I have written several articles about my dad but have not given my mom equal
time. Today being Mother's Day I decided
to share the two anecdotal memories that best describe my mom. While my dad was a soft-spoken, highly
functioning, alcoholic, my mom was exactly the polar opposite. She was a tea-totaling "Christian" woman
inclined to speak her mind at all times.
She was not a racist or bigot by
choice, but by situation.
I think this may have been taken on their wedding day, though my dad had been there all my life.
My dad definitely had as my mother would have said, "a snoot full."
Mom was born in rural north Florida in 1917. The south was
still reeling from the devastation of the Civil War and she was not exactly raised in a nurturing and progressive
environment. I don't believe I could
find her lineage with a free weekend of
Ancestory.com. I have had websites ask my mother's maiden name as
an identity verification and I settled on Sanders. My parents' Marriage License
(issued in 1960. I was born in 1952. Yeah
I know what that makes me) shows her father's name as George
Sanders Sr. I had never heard
that name mentioned and judging by his being a senior, my mother must have had a brother, who I have
never heard of. I believe that name was
made up to fill out the form. I believe her birth dad was Native American. My mother
was married previously to a man named Cosson and had two daughters, one of
which I have never met. The other I wish
I never had. My mom only attended school
through grade nine. My point in providing
this back-story is that mom was pretty much a redneck. She was a great and loving mother, who could cook her
ass off, but a redneck just the same. I
hope that will mitigate the language that I am about to attribute to her.
When I was about 12 we were traveling from to Jacksonville,
Florida. It was dark and we had stopped
somewhere in southern Georgia for gas. A
car pulled up containing several black men and one of them asked my dad how to
get to Brunswick, Georgia. My dad told
him and mom was very agitated.
"There ain't a nigger in the world that doesn't know where
Brunswick is." When we pulled out of the station, the car pulled out behind
us and followed closely behind.
"They are following us," mom whispered as if the men in the car could hear her. She never considered that possibly they were following us because
we were headed on the same road that dad
had pointed out to them. She was
convinced they were going to run us off the road and rob us. This was unlikely too, as their car was much
nicer than ours and they probably had
more money on them than we
did. But mom took an immediate
course of action, as she was prone to
do. She pulled a broken down double
barreled shotgun from underneath the seat and, rolling down the window, stuck
the barrel menacingly out the window. At
the next crossroad the car pulled over and stopped, probably worried that this
crazy, shotgun toting, white woman was going to rob them. From that day on, my dad and I called her,
"Gun Barrel Annie."
I was home on leave, on my way to the Philippines and we were in K-Mart in
Spokane, Washington. My son, Rick, was a
toddler and was decked out in a leisure suit.

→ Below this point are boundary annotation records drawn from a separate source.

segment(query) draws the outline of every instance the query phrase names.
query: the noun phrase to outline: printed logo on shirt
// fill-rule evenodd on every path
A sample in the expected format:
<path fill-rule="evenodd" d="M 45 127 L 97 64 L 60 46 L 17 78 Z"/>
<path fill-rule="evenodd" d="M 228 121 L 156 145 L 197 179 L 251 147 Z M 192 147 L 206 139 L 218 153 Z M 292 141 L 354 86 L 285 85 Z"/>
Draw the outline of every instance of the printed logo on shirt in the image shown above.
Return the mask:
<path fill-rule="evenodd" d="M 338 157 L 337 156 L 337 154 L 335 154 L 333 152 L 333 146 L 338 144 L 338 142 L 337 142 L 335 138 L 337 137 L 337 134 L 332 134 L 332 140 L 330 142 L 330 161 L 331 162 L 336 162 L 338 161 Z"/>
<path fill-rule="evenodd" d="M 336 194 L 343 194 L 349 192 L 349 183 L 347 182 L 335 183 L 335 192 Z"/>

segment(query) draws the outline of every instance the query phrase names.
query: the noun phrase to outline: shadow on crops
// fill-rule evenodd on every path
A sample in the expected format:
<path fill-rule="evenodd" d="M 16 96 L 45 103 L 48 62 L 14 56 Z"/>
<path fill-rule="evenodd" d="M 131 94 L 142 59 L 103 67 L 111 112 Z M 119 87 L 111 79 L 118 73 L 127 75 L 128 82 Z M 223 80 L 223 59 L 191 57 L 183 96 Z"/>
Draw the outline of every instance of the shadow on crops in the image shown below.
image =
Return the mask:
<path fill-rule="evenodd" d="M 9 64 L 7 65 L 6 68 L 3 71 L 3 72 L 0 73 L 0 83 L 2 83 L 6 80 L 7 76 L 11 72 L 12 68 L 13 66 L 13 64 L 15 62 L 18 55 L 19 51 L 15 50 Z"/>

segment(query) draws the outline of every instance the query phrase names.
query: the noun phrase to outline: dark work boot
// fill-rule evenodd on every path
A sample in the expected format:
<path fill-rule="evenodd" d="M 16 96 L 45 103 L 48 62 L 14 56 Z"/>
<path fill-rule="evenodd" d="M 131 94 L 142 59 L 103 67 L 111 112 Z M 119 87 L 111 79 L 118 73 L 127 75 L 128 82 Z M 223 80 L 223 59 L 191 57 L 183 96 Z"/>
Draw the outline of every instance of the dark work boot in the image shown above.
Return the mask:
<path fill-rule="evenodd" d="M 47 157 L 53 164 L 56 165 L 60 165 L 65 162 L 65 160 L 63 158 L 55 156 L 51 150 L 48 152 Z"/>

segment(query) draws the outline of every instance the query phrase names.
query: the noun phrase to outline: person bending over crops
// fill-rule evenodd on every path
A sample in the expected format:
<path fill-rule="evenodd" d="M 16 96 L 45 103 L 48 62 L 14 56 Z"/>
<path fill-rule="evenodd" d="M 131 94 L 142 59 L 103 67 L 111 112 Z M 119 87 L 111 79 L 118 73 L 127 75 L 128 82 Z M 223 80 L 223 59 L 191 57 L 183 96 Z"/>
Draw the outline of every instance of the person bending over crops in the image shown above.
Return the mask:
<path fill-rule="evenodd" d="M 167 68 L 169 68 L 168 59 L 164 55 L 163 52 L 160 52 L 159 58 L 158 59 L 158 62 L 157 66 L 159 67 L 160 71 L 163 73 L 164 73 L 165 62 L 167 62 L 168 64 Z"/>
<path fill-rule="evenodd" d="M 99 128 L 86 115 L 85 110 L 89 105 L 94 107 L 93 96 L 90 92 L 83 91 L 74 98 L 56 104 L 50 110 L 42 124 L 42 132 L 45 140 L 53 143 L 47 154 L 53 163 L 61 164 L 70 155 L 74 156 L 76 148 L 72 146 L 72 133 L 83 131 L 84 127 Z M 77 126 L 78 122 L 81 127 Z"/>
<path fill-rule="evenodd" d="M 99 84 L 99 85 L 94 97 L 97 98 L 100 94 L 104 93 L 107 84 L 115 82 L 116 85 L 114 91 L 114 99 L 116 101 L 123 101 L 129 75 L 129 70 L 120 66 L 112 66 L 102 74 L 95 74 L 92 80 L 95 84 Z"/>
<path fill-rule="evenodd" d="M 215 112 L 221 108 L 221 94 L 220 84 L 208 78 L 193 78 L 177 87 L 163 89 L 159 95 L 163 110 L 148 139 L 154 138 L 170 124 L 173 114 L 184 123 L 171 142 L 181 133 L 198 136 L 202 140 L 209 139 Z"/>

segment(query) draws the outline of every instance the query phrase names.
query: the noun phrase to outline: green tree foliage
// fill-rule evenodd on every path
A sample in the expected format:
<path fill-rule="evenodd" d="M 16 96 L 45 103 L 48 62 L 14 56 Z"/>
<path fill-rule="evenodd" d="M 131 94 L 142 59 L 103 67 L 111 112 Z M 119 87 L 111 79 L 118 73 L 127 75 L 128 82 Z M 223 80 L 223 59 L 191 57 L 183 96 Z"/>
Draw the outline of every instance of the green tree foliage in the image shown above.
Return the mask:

A young, well-dressed, black man walked towards us and looking at Rick's
outfit, pointed at him and said, "man, you are ready." He did not even come close to getting out of
earshot when my mom said (not using her indoor voice), "Ricky, that nigger
likes you." I tried my best to
crawl into a food display. Admonishing
my mom would do no good. She honestly did not understand what was wrong with
what she said. It was not said maliciously. It was how she talked. It was in her DNA.
This photo was taken about the time of the K-Mart episode. She looks harmless.
Thankfully, I broke that chain and neither I nor
my children use that language, nor do we judge a person by their race. I have always professed that assholes have no common race, color, creed, gender, sexual orientation, etc.. I use the word nigger here because it is necessary to tell the stories accurately.
Those who knew my mother, know she was not a hateful person. It was the environment she grew up in. Nature and nurture.